Why do we need a Consensus Algorithm?

In any practical distributed system, we need to tolerate failures. One general approach to tolerate failures is to have redundant copies of the data which are consistent in separate nodes. This system can be modeled as a Replicated State Machine. In a replicated state machine, we have a collection of servers has the identical copies of the data. Replicated State Machine is implemented using a replicated log, where the logs are copied over to multiple servers. The logs in servers are identical in both data and order. These logs are executed in sequence by the state machine in all servers, in turn ensuring an identical state across all servers. The consensus algorithm is responsible for ensuring that the replicated logs are identical in data and order across all servers.

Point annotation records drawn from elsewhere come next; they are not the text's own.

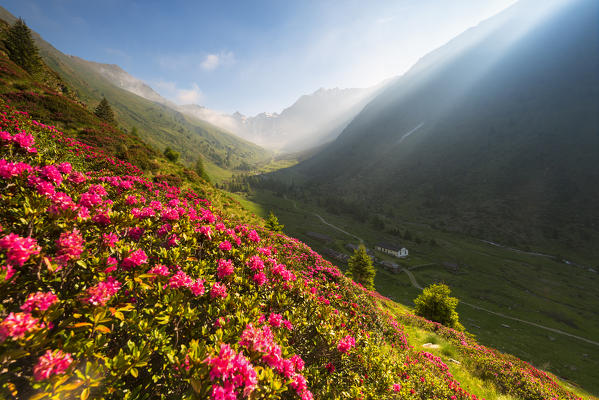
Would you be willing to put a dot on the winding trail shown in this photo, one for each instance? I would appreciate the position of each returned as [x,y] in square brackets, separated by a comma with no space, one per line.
[417,286]
[336,227]
[414,283]
[324,221]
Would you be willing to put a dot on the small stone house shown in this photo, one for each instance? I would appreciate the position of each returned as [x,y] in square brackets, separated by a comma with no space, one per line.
[391,249]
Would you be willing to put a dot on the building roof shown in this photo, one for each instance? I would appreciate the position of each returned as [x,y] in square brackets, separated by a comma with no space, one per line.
[389,246]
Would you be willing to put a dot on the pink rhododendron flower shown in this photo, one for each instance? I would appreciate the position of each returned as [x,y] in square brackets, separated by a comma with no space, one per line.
[255,263]
[259,278]
[346,344]
[135,233]
[330,367]
[109,239]
[77,177]
[70,246]
[197,288]
[19,248]
[135,259]
[234,370]
[275,320]
[100,294]
[164,229]
[8,270]
[180,279]
[297,362]
[253,236]
[16,325]
[9,170]
[97,190]
[65,168]
[39,301]
[206,231]
[52,174]
[111,264]
[160,269]
[172,241]
[225,268]
[225,245]
[51,363]
[218,290]
[287,324]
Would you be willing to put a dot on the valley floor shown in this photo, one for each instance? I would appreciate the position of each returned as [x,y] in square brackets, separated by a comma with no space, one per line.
[532,306]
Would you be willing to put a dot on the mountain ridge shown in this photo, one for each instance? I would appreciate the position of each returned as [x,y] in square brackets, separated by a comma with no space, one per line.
[472,151]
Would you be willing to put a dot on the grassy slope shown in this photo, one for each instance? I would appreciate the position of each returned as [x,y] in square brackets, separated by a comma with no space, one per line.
[378,360]
[529,287]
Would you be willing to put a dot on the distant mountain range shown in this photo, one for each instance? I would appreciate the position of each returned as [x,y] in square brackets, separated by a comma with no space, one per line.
[495,134]
[158,123]
[311,121]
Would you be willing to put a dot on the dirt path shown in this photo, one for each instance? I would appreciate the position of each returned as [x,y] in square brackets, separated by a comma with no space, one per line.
[559,332]
[417,286]
[336,227]
[324,221]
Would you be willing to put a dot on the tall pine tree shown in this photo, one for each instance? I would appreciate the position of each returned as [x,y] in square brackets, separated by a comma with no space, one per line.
[361,268]
[272,223]
[21,48]
[104,111]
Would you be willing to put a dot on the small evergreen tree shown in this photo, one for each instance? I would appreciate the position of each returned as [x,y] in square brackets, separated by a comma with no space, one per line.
[361,268]
[21,48]
[171,154]
[436,305]
[272,223]
[104,111]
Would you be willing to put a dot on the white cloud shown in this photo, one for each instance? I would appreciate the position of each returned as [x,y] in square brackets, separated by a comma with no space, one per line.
[213,61]
[192,95]
[189,96]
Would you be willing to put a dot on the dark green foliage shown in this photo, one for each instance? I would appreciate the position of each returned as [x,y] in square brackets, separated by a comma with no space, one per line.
[272,223]
[171,154]
[200,170]
[361,268]
[104,111]
[435,304]
[21,48]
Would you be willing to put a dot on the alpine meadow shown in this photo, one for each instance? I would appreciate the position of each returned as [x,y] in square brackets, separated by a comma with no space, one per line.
[299,200]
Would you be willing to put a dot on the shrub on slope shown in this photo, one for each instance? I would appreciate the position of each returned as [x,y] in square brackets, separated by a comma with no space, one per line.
[113,286]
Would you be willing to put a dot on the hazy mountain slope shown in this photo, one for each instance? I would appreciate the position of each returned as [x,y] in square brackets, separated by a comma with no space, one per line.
[158,124]
[503,132]
[311,121]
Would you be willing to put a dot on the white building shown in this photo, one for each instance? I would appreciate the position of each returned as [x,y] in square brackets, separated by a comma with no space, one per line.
[393,250]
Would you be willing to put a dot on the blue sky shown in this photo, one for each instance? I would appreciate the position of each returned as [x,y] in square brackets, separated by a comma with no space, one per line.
[253,56]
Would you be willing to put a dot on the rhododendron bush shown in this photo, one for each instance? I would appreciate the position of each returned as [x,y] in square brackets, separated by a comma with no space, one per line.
[113,286]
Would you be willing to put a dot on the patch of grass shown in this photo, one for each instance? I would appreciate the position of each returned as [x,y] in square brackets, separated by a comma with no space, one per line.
[533,288]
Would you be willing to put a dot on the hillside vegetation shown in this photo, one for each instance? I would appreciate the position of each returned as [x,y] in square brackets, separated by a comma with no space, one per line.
[114,286]
[158,125]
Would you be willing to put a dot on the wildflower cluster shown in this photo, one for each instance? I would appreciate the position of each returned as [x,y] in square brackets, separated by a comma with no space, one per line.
[113,285]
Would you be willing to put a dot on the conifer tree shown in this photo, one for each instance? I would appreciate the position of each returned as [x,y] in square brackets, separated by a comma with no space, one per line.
[436,305]
[104,111]
[361,268]
[21,48]
[272,223]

Raft is a consensus algorithm with a focus on ease of understanding. Please take a look at Raft’s paper. I highly recommend reading it to be familiar with Raft, and it also offers reasoning behind the design decisions gone in to Raft. I will reference diagrams and text from the paper. Also, a nice visualization of the whole Raft processes via animations can be found here.

The raft consensus algorithm

Raft is a leader-based consensus algorithm. Here the leader is responsible for the replicated log.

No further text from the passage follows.